Monday, February 15, 2016

Making the powerful more powerful

After the 1979 revolution in Iran, many of the richest people fled the country. But they couldn't take their companies with them. Charitable foundations, called bonyads, headed by prominent clerics, took over as owners of the abandoned assets.

Today, the bonyads control an estimated 30% of Iran's economy. They are exempt from taxation. Their financial activities don't have to be audited. The clerics, the Revolutionary Guard, and their foundations actively support the conservative hard liners and in return get first access to subsidies, loans, and government contracts.

Guess who is benefiting from the end of sanctions? Guess who is becoming more powerful? Will the economic benefits translate to political benefits?

In Iran, State-Backed Companies Win From Lifted Sanctions
Behind the headlines announcing big business contracts with European companies it is becoming increasingly clear that, so far, the only deals being struck have been with the state-backed conglomerates. These are the groups that dominate major industrial and commercial sectors of the Iranian economy and are tightly controlled by pension funds and investment companies linked to state organizations, like the Revolutionary Guards.

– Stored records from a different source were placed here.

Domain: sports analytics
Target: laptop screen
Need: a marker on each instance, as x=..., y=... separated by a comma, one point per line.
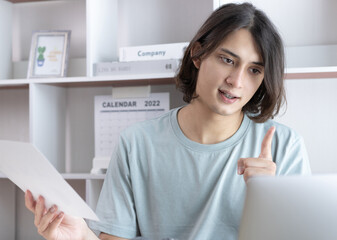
x=290, y=207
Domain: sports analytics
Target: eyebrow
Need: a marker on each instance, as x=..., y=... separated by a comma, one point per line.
x=238, y=57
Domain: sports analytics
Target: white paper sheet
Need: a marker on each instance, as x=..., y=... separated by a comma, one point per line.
x=23, y=164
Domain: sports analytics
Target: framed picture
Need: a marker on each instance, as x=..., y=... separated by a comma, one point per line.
x=49, y=54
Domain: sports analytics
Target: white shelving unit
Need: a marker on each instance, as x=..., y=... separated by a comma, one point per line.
x=56, y=114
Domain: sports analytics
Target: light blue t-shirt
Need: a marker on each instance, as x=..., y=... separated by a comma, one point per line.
x=160, y=184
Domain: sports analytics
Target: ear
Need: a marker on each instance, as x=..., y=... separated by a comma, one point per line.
x=196, y=48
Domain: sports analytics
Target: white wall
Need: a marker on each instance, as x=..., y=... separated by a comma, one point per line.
x=311, y=111
x=301, y=22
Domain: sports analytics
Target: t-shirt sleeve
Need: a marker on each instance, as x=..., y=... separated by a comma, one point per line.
x=295, y=159
x=115, y=207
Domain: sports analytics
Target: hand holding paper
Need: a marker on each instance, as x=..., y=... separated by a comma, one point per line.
x=23, y=164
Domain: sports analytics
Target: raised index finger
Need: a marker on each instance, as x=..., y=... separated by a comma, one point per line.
x=266, y=144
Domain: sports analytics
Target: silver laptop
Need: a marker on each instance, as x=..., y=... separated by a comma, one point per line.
x=290, y=208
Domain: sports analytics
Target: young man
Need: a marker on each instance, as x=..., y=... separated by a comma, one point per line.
x=183, y=175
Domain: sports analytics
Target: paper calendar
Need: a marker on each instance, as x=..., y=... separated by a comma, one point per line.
x=113, y=115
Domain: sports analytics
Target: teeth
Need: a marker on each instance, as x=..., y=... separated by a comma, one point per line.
x=229, y=96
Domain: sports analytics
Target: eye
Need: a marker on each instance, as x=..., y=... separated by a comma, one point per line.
x=255, y=71
x=227, y=60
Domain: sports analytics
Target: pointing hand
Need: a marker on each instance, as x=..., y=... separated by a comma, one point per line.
x=261, y=166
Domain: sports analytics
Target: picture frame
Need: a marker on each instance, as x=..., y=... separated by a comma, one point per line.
x=49, y=54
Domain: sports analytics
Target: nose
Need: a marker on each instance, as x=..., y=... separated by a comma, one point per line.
x=235, y=78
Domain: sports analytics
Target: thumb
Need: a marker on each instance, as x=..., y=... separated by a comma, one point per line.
x=266, y=144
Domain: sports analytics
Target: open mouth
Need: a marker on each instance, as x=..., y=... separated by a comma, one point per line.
x=227, y=95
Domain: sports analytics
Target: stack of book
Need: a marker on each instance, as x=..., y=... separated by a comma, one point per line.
x=159, y=58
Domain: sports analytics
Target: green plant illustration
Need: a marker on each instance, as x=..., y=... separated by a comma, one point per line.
x=40, y=58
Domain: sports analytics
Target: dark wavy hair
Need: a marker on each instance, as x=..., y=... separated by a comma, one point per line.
x=269, y=97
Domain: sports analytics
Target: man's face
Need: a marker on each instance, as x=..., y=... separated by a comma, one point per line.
x=229, y=76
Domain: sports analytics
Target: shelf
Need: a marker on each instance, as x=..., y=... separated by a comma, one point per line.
x=74, y=176
x=158, y=78
x=311, y=73
x=136, y=79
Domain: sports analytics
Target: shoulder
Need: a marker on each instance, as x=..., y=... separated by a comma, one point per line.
x=283, y=133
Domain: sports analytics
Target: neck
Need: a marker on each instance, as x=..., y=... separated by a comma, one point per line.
x=207, y=127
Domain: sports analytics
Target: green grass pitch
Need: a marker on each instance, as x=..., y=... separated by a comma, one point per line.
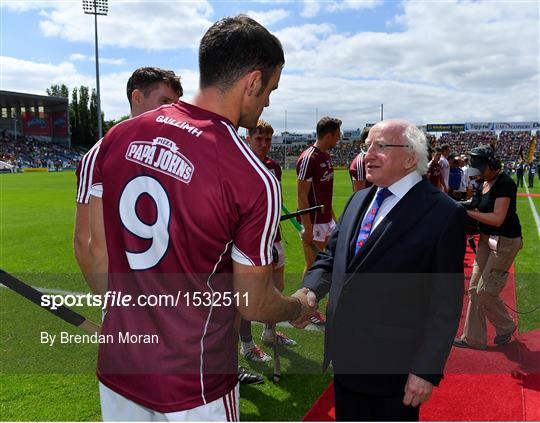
x=38, y=383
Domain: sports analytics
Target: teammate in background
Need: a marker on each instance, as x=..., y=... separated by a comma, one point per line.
x=147, y=89
x=530, y=172
x=315, y=175
x=445, y=166
x=180, y=204
x=357, y=168
x=434, y=169
x=260, y=140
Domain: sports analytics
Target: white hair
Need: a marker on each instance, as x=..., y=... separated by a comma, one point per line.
x=416, y=139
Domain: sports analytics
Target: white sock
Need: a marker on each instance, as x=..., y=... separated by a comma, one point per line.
x=268, y=331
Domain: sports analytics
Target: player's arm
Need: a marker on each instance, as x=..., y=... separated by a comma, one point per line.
x=303, y=188
x=261, y=301
x=99, y=259
x=81, y=235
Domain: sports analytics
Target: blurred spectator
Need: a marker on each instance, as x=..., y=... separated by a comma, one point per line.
x=434, y=169
x=520, y=169
x=531, y=171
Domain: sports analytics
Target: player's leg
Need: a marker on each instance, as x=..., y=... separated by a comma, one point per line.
x=278, y=276
x=115, y=407
x=249, y=349
x=224, y=409
x=321, y=235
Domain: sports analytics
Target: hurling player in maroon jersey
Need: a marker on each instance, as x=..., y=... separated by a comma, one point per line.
x=260, y=140
x=147, y=89
x=182, y=209
x=315, y=186
x=357, y=168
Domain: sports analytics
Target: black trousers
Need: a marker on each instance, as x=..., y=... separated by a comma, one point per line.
x=354, y=406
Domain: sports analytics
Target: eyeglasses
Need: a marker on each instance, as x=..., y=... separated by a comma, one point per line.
x=378, y=147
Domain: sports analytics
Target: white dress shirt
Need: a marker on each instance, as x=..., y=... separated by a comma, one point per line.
x=398, y=190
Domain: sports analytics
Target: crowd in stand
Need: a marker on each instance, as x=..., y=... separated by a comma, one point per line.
x=31, y=152
x=28, y=152
x=507, y=146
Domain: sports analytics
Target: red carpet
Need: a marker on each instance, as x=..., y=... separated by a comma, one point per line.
x=499, y=384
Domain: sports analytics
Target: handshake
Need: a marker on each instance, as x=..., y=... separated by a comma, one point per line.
x=308, y=302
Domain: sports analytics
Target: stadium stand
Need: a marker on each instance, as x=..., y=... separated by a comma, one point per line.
x=507, y=145
x=29, y=152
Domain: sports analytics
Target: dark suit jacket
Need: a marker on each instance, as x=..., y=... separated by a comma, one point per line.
x=394, y=308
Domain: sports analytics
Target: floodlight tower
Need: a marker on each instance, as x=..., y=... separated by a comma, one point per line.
x=97, y=7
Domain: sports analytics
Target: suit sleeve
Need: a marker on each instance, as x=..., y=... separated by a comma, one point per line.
x=319, y=276
x=445, y=300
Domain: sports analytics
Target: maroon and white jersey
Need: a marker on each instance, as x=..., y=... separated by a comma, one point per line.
x=275, y=168
x=183, y=196
x=85, y=172
x=315, y=166
x=357, y=169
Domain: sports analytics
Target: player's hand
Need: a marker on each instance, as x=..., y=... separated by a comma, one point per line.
x=307, y=236
x=417, y=390
x=309, y=306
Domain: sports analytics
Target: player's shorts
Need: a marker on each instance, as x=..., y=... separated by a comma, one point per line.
x=281, y=255
x=321, y=231
x=115, y=407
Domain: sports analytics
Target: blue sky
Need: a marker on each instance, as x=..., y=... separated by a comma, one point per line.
x=429, y=62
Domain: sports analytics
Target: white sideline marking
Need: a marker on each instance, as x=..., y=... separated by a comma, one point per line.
x=52, y=291
x=535, y=213
x=310, y=326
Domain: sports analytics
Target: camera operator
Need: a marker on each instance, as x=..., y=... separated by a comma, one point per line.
x=500, y=241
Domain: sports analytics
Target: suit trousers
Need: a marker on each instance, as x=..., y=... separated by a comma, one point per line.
x=490, y=273
x=354, y=406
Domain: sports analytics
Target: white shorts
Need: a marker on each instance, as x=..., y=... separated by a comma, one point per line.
x=281, y=255
x=115, y=407
x=321, y=231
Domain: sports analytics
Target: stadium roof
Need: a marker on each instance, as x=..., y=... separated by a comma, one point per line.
x=13, y=99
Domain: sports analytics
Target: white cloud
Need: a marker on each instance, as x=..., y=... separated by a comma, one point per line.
x=34, y=78
x=269, y=17
x=298, y=38
x=352, y=5
x=78, y=57
x=143, y=25
x=311, y=8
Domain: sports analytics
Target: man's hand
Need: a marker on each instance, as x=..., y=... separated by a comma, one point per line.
x=307, y=235
x=417, y=390
x=309, y=305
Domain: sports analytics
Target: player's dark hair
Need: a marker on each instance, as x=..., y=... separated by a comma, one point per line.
x=363, y=135
x=234, y=46
x=327, y=125
x=146, y=79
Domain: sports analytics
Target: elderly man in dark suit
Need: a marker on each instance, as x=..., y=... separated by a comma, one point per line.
x=394, y=271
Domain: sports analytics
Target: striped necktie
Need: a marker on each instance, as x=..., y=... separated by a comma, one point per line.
x=369, y=218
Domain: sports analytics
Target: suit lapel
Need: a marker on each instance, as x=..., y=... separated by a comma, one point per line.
x=348, y=227
x=401, y=218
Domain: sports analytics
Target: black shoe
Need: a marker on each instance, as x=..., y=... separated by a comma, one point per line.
x=504, y=339
x=460, y=343
x=249, y=378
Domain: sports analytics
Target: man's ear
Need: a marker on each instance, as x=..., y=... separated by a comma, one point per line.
x=136, y=96
x=410, y=162
x=253, y=83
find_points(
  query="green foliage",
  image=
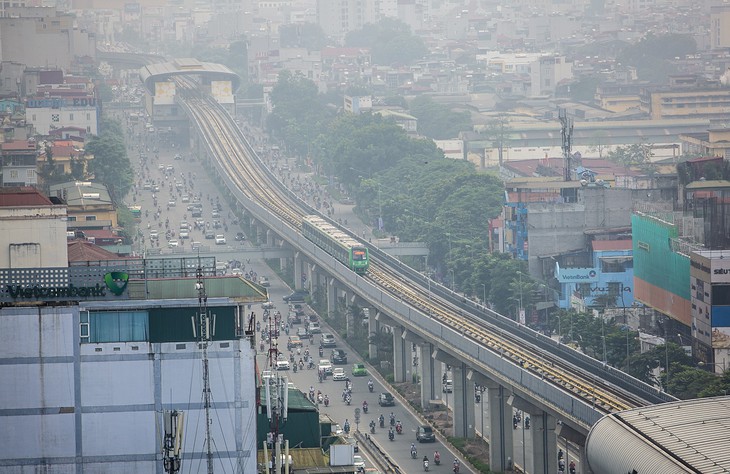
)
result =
(390, 42)
(438, 121)
(651, 56)
(111, 165)
(299, 115)
(307, 35)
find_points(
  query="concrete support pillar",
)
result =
(544, 442)
(297, 271)
(429, 379)
(463, 402)
(400, 357)
(331, 296)
(501, 443)
(373, 328)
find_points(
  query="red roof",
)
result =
(84, 251)
(22, 196)
(15, 145)
(599, 245)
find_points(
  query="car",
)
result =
(425, 434)
(294, 341)
(314, 328)
(338, 357)
(386, 400)
(328, 340)
(297, 295)
(325, 366)
(339, 374)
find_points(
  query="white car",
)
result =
(339, 374)
(326, 366)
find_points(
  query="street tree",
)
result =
(110, 165)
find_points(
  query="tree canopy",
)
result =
(438, 121)
(111, 165)
(390, 41)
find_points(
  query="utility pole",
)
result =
(204, 338)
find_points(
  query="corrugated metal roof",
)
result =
(233, 287)
(685, 436)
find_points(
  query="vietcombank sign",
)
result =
(113, 284)
(576, 275)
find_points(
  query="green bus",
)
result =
(335, 242)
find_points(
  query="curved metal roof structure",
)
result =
(184, 66)
(685, 436)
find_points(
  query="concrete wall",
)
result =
(559, 227)
(96, 407)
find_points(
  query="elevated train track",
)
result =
(605, 389)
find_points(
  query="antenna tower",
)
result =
(566, 131)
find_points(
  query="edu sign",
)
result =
(578, 275)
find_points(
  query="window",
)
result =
(116, 326)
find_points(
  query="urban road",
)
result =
(164, 217)
(187, 166)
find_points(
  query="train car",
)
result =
(335, 242)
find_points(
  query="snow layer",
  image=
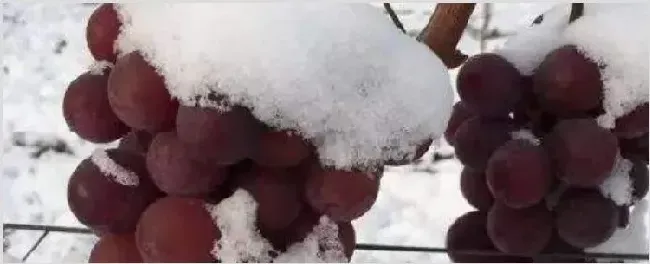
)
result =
(618, 186)
(112, 170)
(353, 84)
(607, 34)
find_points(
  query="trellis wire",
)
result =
(360, 246)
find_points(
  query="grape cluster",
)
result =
(534, 158)
(147, 198)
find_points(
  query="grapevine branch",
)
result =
(442, 33)
(394, 17)
(359, 246)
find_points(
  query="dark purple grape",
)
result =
(635, 148)
(459, 114)
(639, 177)
(583, 153)
(477, 138)
(226, 137)
(568, 84)
(136, 141)
(278, 198)
(115, 248)
(523, 231)
(519, 174)
(110, 190)
(341, 195)
(468, 232)
(420, 150)
(175, 172)
(102, 31)
(473, 187)
(138, 95)
(584, 218)
(87, 112)
(557, 245)
(489, 85)
(281, 149)
(633, 124)
(347, 237)
(623, 215)
(176, 229)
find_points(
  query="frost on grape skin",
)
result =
(618, 186)
(365, 85)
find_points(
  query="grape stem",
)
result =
(442, 33)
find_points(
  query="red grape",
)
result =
(347, 237)
(115, 248)
(635, 148)
(633, 124)
(175, 172)
(230, 136)
(520, 231)
(623, 215)
(473, 187)
(87, 112)
(489, 85)
(136, 141)
(281, 149)
(138, 95)
(477, 138)
(584, 218)
(176, 229)
(582, 152)
(468, 232)
(100, 201)
(567, 83)
(341, 195)
(459, 114)
(519, 174)
(639, 177)
(278, 198)
(420, 150)
(102, 31)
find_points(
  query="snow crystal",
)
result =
(240, 240)
(322, 245)
(611, 39)
(351, 84)
(618, 186)
(112, 170)
(529, 47)
(606, 34)
(525, 134)
(98, 67)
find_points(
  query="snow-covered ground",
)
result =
(44, 48)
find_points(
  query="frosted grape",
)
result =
(523, 231)
(582, 152)
(102, 31)
(87, 112)
(115, 248)
(568, 84)
(176, 229)
(584, 218)
(489, 85)
(519, 174)
(138, 95)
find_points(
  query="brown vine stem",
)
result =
(442, 33)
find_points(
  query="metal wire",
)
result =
(361, 246)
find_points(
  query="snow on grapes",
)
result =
(355, 86)
(605, 35)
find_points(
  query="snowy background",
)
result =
(44, 49)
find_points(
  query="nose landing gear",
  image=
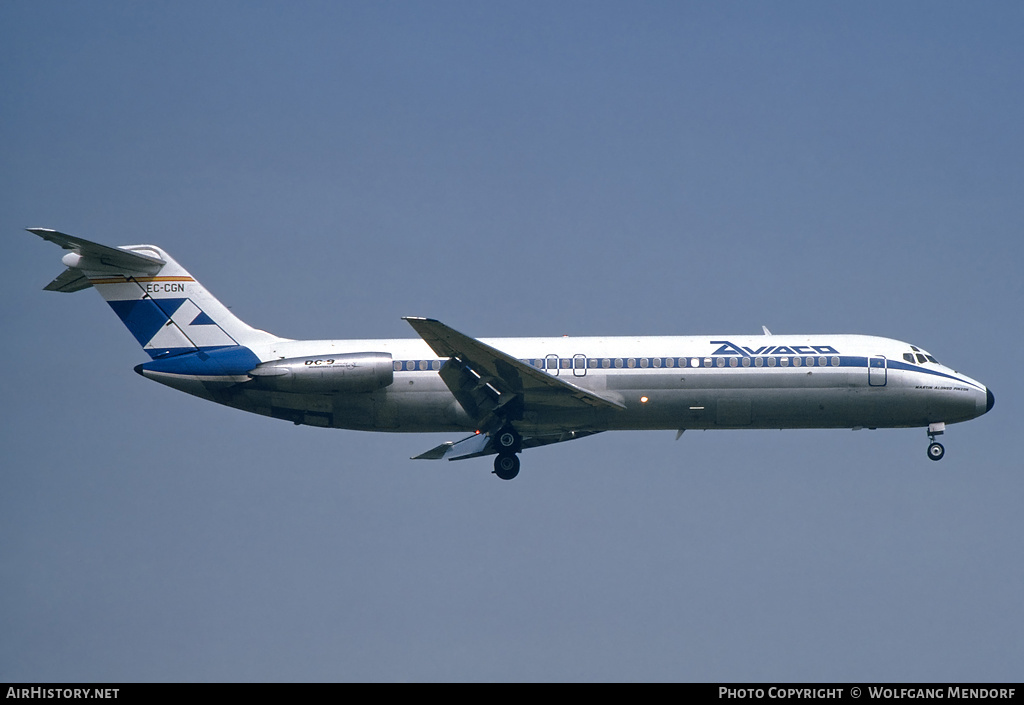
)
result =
(935, 449)
(507, 465)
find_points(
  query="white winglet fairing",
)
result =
(513, 394)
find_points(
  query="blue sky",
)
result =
(512, 169)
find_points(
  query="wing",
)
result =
(493, 385)
(480, 445)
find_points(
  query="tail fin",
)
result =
(167, 310)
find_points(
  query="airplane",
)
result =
(513, 394)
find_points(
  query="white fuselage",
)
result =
(670, 382)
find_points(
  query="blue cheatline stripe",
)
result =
(213, 362)
(670, 363)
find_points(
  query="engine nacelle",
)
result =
(350, 372)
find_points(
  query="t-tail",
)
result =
(170, 314)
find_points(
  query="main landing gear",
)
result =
(507, 442)
(935, 449)
(507, 465)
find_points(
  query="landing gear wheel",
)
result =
(507, 466)
(508, 441)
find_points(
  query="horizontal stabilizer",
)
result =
(113, 257)
(69, 282)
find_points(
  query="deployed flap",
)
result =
(502, 371)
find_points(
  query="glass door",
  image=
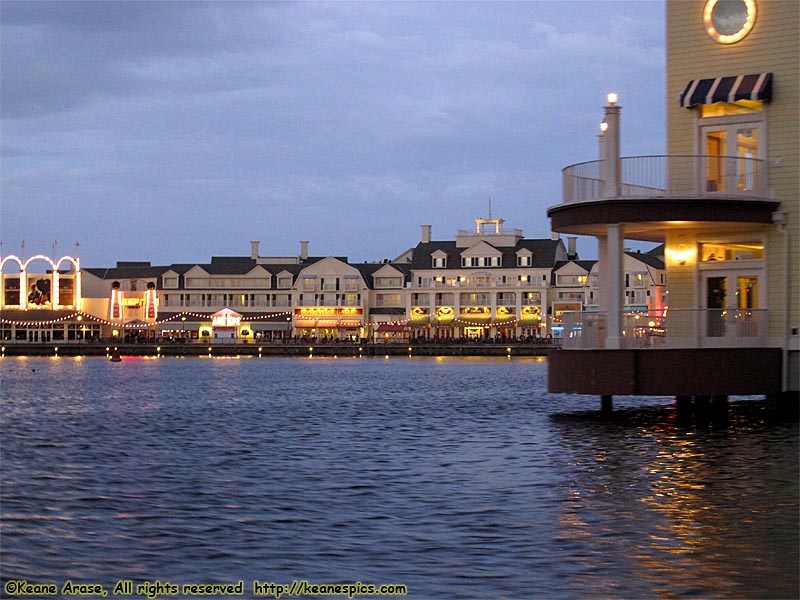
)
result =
(732, 153)
(731, 302)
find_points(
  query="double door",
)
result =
(731, 301)
(731, 158)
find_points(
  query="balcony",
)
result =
(708, 328)
(648, 193)
(689, 353)
(668, 176)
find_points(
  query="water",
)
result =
(460, 478)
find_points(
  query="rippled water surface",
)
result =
(460, 478)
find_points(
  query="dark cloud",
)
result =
(335, 122)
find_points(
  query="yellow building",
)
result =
(725, 201)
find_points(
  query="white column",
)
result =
(54, 293)
(614, 285)
(23, 290)
(610, 147)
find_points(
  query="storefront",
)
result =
(329, 322)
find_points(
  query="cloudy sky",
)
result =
(175, 131)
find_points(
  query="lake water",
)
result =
(459, 478)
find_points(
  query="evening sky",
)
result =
(171, 132)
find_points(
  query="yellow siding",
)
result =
(772, 46)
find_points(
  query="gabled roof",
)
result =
(544, 253)
(586, 265)
(648, 259)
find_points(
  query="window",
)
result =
(731, 251)
(531, 298)
(571, 279)
(389, 282)
(351, 299)
(388, 300)
(733, 141)
(474, 299)
(418, 299)
(445, 299)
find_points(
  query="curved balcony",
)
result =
(655, 190)
(675, 175)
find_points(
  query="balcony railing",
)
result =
(674, 175)
(700, 328)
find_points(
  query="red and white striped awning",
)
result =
(727, 89)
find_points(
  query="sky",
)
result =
(171, 132)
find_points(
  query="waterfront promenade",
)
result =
(298, 347)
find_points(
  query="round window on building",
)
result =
(728, 21)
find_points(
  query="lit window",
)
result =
(723, 251)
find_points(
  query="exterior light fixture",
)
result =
(728, 21)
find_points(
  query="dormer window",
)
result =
(480, 261)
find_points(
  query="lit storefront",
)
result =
(337, 322)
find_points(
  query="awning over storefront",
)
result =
(727, 89)
(391, 328)
(326, 324)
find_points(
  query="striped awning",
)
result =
(727, 89)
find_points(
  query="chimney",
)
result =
(426, 234)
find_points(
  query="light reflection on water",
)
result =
(461, 478)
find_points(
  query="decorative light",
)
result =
(732, 36)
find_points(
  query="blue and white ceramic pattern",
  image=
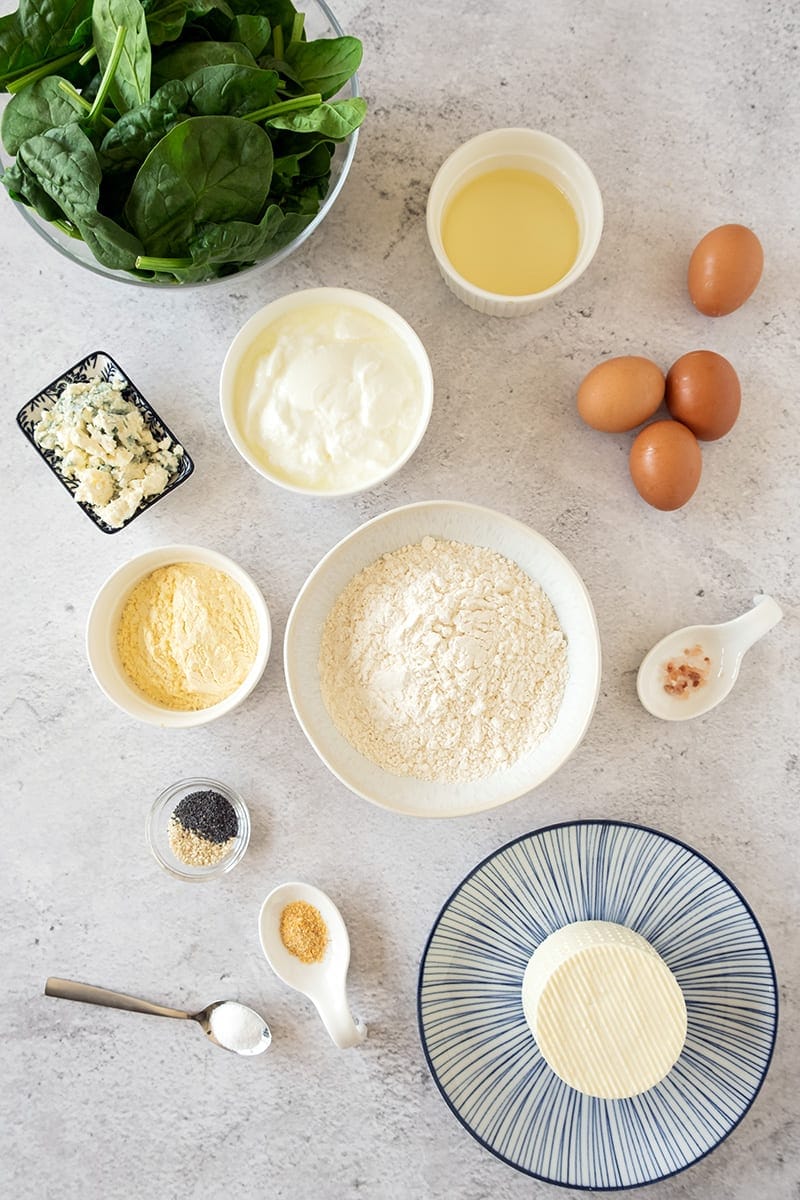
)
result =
(483, 1056)
(100, 366)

As a result, little or nothing is trickling down to the lower levels of Iran’s beleaguered but still enormous private sector…

All the major international deals signed in recent weeks have involved state or semistate-backed industries…

President Hassan Rouhani on Tuesday repeated the government’s aim of achieving 8 percent growth this year, not an unreasonable goal given the influx of frozen assets and the enormous investment needed for Iran to modernize facilities grown decrepit after years of sanctions. But to achieve such growth levels, experts here say, particularly in an era of low oil prices, would require an easing of financial strictures that Iran’s conservative leaders show no signs of tolerating.

“Our bigger companies are our top priority,” said Amin Amanzadeh, a financial reporter for several Iranian newspapers. “They are the only ones who can handle foreign investment. Also, if they improve the whole economy will.”

But critics of the quasi-socialist conglomerate system dismiss such claims, saying it is notoriously corrupt and inefficient. More likely, they say, the conservative leadership’s overriding aim is to keep Western influence in the economy and society to a minimum.